Recent research suggests that at-home spit tests are more effective than standard blood tests for men at high genetic risk of developing aggressive prostate cancer. These preliminary findings were presented at the American Society of Clinical Oncology (ASCO) annual meeting in Chicago.

Currently, there is no national screening programme for prostate cancer, and the standard PSA blood test is not accurate enough. The new saliva test, which can be done at home, looks for genetic variants linked to prostate cancer.

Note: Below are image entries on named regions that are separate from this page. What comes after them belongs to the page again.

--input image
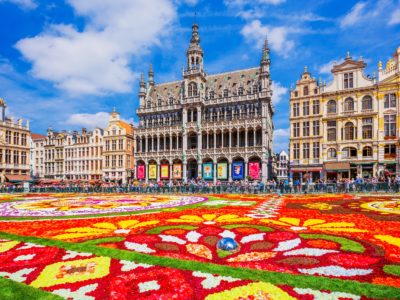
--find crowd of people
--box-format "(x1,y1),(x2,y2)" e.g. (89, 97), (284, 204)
(0, 176), (400, 194)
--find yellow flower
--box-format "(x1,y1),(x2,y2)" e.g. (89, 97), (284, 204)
(374, 235), (400, 247)
(167, 214), (252, 225)
(261, 218), (367, 232)
(303, 202), (333, 210)
(54, 220), (159, 240)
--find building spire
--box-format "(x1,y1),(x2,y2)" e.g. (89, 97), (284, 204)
(149, 64), (154, 85)
(261, 37), (269, 64)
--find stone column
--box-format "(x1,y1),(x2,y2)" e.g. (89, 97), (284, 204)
(169, 162), (173, 182)
(261, 160), (268, 182)
(213, 162), (217, 184)
(182, 161), (187, 181)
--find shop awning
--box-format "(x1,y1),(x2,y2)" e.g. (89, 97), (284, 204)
(290, 167), (322, 173)
(324, 161), (350, 171)
(6, 175), (33, 182)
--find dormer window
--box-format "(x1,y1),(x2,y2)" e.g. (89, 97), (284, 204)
(343, 73), (353, 89)
(188, 82), (197, 97)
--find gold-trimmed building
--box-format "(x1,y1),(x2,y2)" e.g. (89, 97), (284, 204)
(290, 47), (400, 181)
(0, 98), (31, 182)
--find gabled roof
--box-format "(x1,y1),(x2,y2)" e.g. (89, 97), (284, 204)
(31, 133), (46, 141)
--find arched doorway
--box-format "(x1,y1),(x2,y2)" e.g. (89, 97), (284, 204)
(187, 158), (197, 180)
(231, 156), (246, 180)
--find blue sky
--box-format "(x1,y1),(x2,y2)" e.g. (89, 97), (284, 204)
(0, 0), (400, 151)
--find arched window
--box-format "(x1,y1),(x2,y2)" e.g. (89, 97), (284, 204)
(342, 147), (357, 158)
(362, 118), (372, 139)
(361, 96), (372, 110)
(188, 82), (197, 97)
(327, 100), (337, 114)
(363, 146), (372, 157)
(328, 148), (337, 158)
(344, 122), (355, 141)
(343, 97), (354, 112)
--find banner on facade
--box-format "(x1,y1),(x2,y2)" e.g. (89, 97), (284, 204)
(203, 163), (213, 180)
(232, 161), (244, 180)
(249, 162), (261, 179)
(149, 165), (157, 179)
(137, 165), (146, 179)
(160, 164), (169, 179)
(172, 164), (182, 179)
(217, 163), (228, 180)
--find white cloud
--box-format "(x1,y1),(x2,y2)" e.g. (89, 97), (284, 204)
(16, 0), (176, 95)
(64, 111), (133, 130)
(340, 2), (367, 27)
(0, 0), (37, 9)
(388, 8), (400, 25)
(318, 60), (337, 74)
(271, 81), (288, 105)
(241, 20), (294, 56)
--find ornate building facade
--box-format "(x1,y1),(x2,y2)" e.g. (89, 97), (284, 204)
(135, 24), (274, 181)
(290, 48), (400, 180)
(64, 128), (103, 180)
(103, 110), (134, 183)
(0, 98), (31, 182)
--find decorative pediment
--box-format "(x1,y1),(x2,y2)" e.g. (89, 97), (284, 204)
(332, 59), (366, 73)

This test was found to be more accurate than the PSA test for men with a high genetic predisposition to the disease.

The research was conducted by The Institute of Cancer Research, London, and The Royal Marsden NHS Foundation Trust. The study involved 6,142 European men aged 55-69. They found that the saliva test provided fewer false positives and detected a higher number of aggressive cancers. Specifically, 40% of men with high-risk scores from the saliva test were diagnosed with prostate cancer after further screening, compared to only 25% using the PSA test.

Professor Kristian Helin, chief executive of the Institute of Cancer Research, emphasised the need for a better screening test due to the limitations of the current PSA test. Naser Turabi from Cancer Research UK also highlighted the potential of genetic testing to improve targeted screening.

The study, known as the BARCODE 1 study, shows promise for the future of prostate cancer screening. Researchers believe that if further validated, this saliva test could save lives by detecting cancer early and reducing unnecessary treatments for men at lower risk.